By Jake Robinson
People always seem to find something negative about a good thing – and that’s exactly what I’ve done.
Over the past two decades, cellphones have evolved from giant novelty phones into small computers. Although this provides convenience and a constant source of entertainment, it coincides with a side-effect which reads, “may distract you from everyday life.”
Even tasks as simple as walking to your next class are hindered by checking text messages, email and twitter. Instead of taking in the beauty of your surroundings, your eyes are glued to the screen of your phone while occasionally looking up to make sure you’re not about to walk into a wall. As an avid cellphone user myself, I am aware that I have been frequently guilty of the alleged. On Jan. 26, between 3 and 3:30 p.m.

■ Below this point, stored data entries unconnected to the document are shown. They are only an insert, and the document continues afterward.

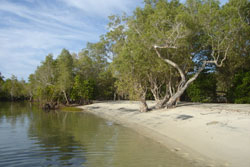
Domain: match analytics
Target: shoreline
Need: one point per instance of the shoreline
(206, 134)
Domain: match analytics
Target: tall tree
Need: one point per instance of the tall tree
(65, 75)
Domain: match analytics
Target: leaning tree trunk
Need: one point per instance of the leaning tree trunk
(143, 105)
(66, 98)
(183, 85)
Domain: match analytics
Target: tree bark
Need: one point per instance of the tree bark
(66, 98)
(172, 101)
(143, 106)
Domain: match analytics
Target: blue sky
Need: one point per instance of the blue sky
(31, 29)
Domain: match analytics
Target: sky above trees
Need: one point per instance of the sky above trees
(30, 29)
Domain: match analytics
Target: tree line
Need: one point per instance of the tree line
(165, 51)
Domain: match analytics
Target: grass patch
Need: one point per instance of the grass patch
(75, 109)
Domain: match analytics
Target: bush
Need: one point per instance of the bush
(203, 89)
(240, 90)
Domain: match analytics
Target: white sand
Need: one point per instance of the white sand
(211, 134)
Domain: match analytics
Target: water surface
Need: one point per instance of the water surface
(32, 137)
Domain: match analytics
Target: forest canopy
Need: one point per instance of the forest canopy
(166, 51)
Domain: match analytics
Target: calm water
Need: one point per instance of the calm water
(32, 137)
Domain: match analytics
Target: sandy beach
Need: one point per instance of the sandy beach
(210, 134)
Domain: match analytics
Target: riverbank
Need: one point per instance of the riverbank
(211, 134)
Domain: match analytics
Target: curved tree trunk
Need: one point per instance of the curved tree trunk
(183, 85)
(66, 98)
(143, 105)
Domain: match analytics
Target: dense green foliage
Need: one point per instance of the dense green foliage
(240, 90)
(160, 51)
(203, 89)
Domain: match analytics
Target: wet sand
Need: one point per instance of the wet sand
(207, 134)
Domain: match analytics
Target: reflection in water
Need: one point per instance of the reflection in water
(31, 137)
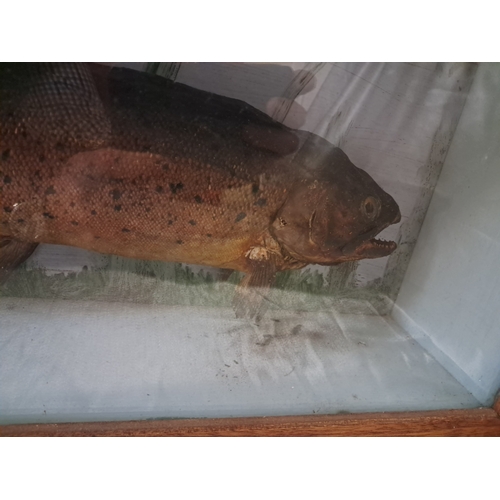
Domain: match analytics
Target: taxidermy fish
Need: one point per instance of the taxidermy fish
(127, 163)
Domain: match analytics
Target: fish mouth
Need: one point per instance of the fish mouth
(366, 246)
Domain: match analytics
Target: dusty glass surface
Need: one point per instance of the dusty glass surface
(253, 239)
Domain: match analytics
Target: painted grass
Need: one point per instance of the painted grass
(128, 280)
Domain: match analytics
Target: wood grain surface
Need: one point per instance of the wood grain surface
(476, 422)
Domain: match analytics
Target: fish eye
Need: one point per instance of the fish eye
(371, 207)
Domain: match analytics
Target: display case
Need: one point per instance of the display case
(96, 343)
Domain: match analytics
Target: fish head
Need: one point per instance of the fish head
(333, 214)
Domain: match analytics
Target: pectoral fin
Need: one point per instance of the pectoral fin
(250, 294)
(13, 253)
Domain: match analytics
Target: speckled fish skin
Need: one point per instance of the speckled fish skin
(127, 163)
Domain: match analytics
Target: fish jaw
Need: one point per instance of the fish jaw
(366, 246)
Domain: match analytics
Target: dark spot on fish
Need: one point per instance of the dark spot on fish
(240, 216)
(116, 193)
(176, 187)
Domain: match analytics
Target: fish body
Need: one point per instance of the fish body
(126, 163)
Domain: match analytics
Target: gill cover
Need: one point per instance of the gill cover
(333, 214)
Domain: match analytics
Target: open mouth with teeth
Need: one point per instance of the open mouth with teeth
(366, 246)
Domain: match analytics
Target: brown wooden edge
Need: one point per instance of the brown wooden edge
(476, 422)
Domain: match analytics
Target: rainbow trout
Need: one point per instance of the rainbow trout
(127, 163)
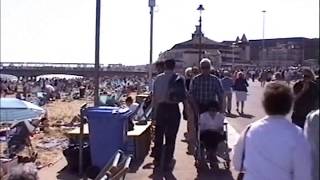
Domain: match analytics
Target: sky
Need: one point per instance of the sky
(63, 31)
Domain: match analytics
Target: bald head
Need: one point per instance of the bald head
(205, 66)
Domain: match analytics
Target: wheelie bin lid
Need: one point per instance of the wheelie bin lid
(108, 110)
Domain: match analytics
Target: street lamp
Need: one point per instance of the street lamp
(152, 4)
(97, 57)
(263, 26)
(200, 9)
(233, 46)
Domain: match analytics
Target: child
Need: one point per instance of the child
(211, 129)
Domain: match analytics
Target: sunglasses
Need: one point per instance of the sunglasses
(205, 67)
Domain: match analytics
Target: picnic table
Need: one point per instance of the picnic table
(139, 139)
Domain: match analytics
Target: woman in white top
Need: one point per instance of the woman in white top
(274, 148)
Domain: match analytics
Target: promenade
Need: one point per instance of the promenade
(184, 167)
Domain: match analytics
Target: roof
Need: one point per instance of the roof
(194, 43)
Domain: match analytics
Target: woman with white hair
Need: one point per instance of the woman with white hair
(240, 88)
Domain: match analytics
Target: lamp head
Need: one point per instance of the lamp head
(200, 8)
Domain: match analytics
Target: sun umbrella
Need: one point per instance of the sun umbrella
(14, 110)
(50, 88)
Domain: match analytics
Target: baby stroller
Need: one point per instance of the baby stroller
(222, 153)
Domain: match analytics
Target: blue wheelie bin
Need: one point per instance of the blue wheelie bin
(107, 132)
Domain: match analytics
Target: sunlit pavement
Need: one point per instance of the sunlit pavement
(184, 167)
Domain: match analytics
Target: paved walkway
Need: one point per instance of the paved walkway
(184, 168)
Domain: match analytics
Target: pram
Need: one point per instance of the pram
(222, 153)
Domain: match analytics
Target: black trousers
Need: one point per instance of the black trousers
(167, 125)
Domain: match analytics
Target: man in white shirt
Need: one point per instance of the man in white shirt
(273, 147)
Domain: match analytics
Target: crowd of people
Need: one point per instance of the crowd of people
(268, 147)
(42, 90)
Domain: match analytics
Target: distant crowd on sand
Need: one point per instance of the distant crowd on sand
(42, 90)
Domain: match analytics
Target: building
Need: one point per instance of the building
(277, 52)
(284, 51)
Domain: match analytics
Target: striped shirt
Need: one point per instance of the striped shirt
(206, 88)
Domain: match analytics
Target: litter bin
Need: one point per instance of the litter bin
(107, 132)
(82, 91)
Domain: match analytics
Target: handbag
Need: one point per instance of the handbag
(241, 174)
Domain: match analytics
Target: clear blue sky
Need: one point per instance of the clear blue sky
(64, 30)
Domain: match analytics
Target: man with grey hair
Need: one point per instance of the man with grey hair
(26, 171)
(205, 87)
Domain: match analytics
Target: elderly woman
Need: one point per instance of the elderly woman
(272, 147)
(240, 87)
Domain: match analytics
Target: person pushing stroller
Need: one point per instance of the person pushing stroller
(211, 123)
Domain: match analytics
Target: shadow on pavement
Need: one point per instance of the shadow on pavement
(248, 116)
(231, 115)
(65, 174)
(220, 174)
(157, 175)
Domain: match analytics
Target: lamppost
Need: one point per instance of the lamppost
(200, 9)
(263, 26)
(233, 46)
(97, 49)
(152, 4)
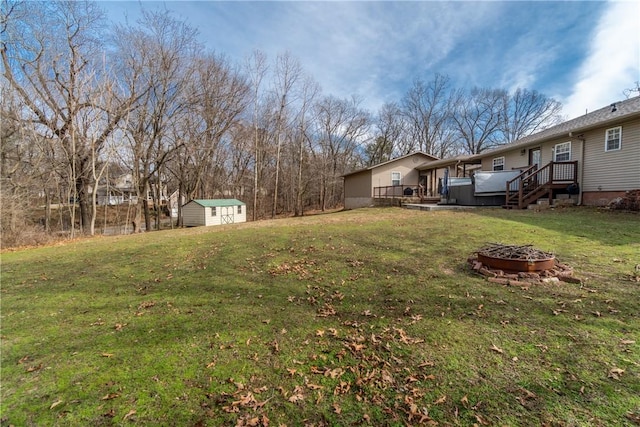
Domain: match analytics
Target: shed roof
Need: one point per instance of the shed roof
(210, 203)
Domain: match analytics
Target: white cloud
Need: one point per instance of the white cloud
(612, 63)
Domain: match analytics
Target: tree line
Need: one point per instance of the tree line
(83, 99)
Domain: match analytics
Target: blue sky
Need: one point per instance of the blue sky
(582, 53)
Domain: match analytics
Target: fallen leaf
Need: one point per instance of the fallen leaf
(110, 396)
(465, 401)
(615, 373)
(34, 368)
(440, 401)
(129, 414)
(56, 403)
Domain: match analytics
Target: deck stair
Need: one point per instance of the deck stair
(535, 183)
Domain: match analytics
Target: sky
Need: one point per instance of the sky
(581, 53)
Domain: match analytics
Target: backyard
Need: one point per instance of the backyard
(363, 317)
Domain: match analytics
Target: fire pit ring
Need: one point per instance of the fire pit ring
(531, 265)
(516, 258)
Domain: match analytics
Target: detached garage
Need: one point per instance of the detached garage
(213, 212)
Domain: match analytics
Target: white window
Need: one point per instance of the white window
(395, 178)
(562, 152)
(613, 138)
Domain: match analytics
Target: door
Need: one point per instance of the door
(535, 157)
(226, 216)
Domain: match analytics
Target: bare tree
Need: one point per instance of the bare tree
(50, 56)
(287, 73)
(389, 133)
(477, 119)
(427, 108)
(257, 68)
(526, 112)
(308, 92)
(340, 133)
(157, 55)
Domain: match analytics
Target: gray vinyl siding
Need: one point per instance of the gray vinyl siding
(617, 170)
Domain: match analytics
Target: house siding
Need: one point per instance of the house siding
(617, 170)
(381, 177)
(194, 214)
(358, 193)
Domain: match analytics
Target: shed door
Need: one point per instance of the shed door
(226, 216)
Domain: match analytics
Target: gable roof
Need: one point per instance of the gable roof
(211, 203)
(625, 109)
(391, 161)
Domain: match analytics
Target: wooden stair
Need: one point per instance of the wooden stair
(535, 183)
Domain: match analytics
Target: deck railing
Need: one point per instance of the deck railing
(532, 180)
(396, 191)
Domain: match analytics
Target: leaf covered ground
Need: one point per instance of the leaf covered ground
(366, 317)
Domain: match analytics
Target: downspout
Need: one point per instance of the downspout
(581, 173)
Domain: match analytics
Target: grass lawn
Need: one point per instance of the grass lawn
(365, 317)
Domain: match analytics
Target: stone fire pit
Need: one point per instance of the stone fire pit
(519, 265)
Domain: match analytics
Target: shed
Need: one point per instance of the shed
(213, 212)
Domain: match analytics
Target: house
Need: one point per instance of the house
(390, 179)
(213, 212)
(591, 159)
(594, 158)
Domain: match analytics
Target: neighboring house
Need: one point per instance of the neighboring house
(173, 202)
(213, 212)
(593, 159)
(393, 178)
(116, 191)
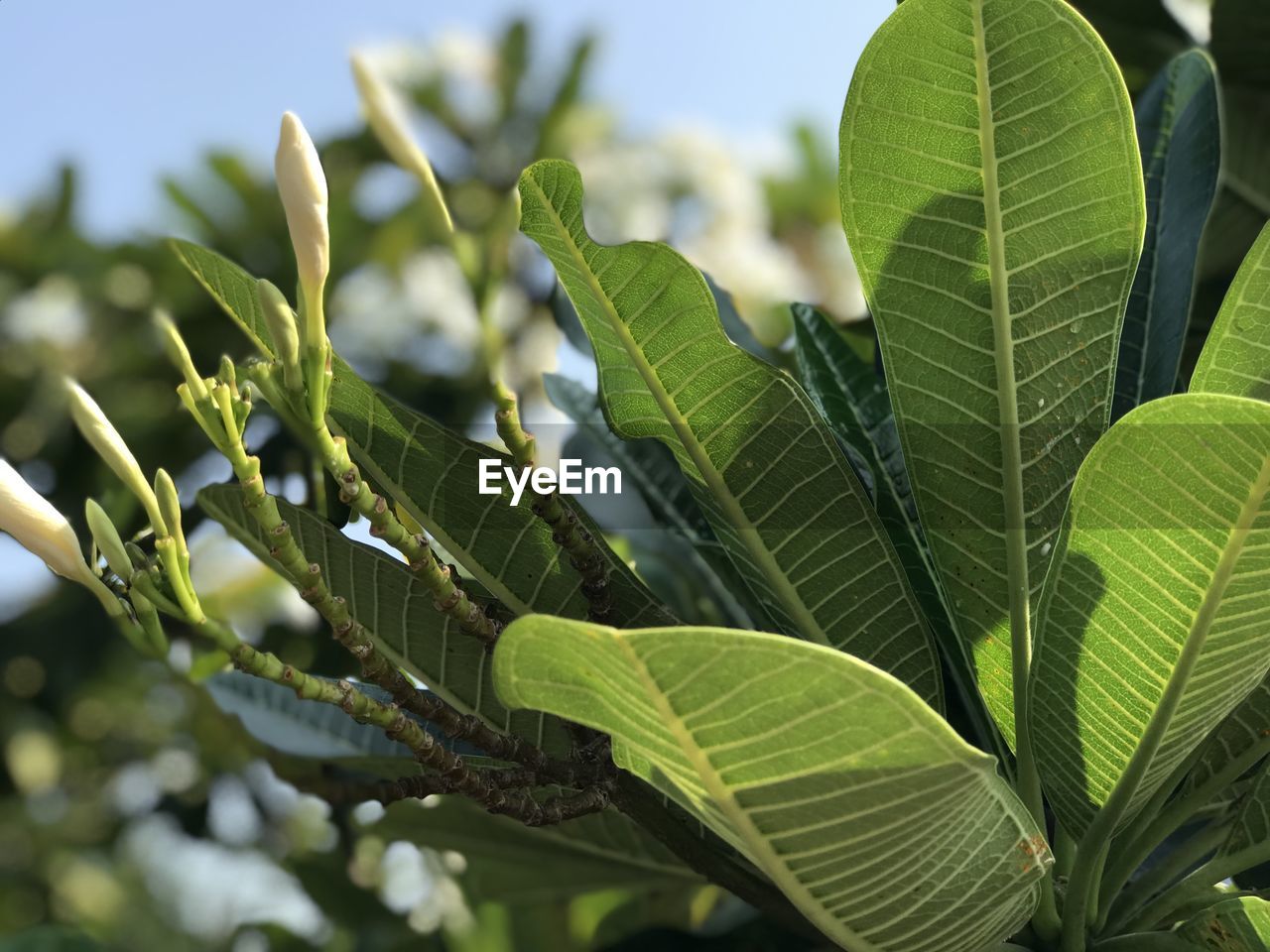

I walked around the school and began to count the number of people who had their phone in hand. I was surprised by my findings as I counted 108 people while I ironically tallied the results on my phone.
Cellphones are often praised for giving people the opportunity to be more social; however, it may do the opposite. Cellphone users are often neglecting their immediate company to talk to other people via text. Although it may sometimes be hard to ignore the temptation of checking your phone, the person who you are spending time with deserves your full attention.
Although I am once again guilty of doing this from time to time, I’ve begun to make an effort to neglect my phone instead of my company. I decided to attempt an evening without my phone on Jan. 23, when I went out for dinner with my friends. By the time I got to the restaurant I found myself already reaching for my phone that wasn’t there. After repeating that same action a few more times, I began to get entranced in conversation. By the time I got home, I had no urge to look for my phone.
Linda Frillman, a non-cellphone user, said she has been frustrated while at a dinner with her friends who were more interested in their phones than conversation.
“There were 10 people at my table and five of them had their cellphones out — I think that’s rude,” said Frillman. “When I’m at home I use my computer a lot, but when someone comes over to visit me I don’t sit at my computer. So I don’t understand why if I’m sitting at a table with someone, pulling out a cellphone and texting isn’t equally as rude.”
Cellphones can be a great resource because we now have so much information at our fingertips. There should be no shame in using them from time to time, however, we should begin to recognize our surroundings and choose the right moments to use our phones. Make sure to take in what is around you and engage in conversation because time goes by fast – you don’t want your best memories to be looking at your phone.